To address aim (a), receiver operating characteristics (ROC) curves were calculated for both Uc assessment methods while applying this to the 24-h USG, as well as for the spot morning and spot afternoon samples. For each outcome, the area under the curve (AUC), sensitivity, specificity, optimal urine concentration threshold score, and correct urine concentration scores (%), accuracy in classifying a low vs. high urine concentration while applying a low cut-off value (≤ 1.012 USG), was determined. The AUC was interpreted as ‘excellent’ (AUC ≥ 0.90), ‘good’ (AUC 0.80–0.89), ‘fair’ (AUC 0.70–0.79), or ‘poor’ (AUC 0.60–0.69).

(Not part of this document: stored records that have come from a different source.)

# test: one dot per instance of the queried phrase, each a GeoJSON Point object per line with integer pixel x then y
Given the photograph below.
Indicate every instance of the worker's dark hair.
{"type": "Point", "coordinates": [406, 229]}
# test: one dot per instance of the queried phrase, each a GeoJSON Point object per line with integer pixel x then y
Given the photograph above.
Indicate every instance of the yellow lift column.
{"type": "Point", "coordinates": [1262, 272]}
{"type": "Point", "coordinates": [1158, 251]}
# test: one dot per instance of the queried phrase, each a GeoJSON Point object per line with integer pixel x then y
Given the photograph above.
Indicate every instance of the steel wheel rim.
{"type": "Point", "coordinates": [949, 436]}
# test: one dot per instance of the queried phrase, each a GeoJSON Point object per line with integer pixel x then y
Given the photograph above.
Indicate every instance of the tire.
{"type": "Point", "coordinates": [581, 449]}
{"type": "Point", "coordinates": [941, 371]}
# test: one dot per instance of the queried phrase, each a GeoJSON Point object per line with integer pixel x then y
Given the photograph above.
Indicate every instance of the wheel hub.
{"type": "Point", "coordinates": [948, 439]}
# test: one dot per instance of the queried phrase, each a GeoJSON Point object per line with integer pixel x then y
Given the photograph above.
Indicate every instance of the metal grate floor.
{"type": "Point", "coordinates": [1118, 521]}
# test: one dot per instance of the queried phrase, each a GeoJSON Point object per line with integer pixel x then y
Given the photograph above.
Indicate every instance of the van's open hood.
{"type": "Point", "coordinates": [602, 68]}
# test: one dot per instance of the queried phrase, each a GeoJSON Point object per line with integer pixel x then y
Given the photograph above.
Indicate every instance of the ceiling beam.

Sensitivity and specificity scores are preferred to be above 0.80 [20]. Sensitivity is the number of TP (True Positive) scores suggesting underhydration divided by the sum of TP (True Positive) and FN (False Negative) scores. Specificity is the number of TNs (True Negative) divided by the sum of FPs (False Positive) and TN. To classify urine samples with a low vs. high concentration, the optimal Uc threshold score to predict underhydration was determined from the AUC using the max approach of the sensitivity and specificity matching the selected urine concentration cut-off values. For instance, if the subject used the 3D model in the morning while applying the USG cut-off value ≤ 1.012 to categorize the 24 h urine as low vs. high, a Uc 1–4 would suggest a USG value ≤ 1.012, and if this was the case the analysis would be classified as True Positive. In case the subject rated the Uc as 5, while having a USG value of 1.013 or higher, the outcome would be classified as a False Positive.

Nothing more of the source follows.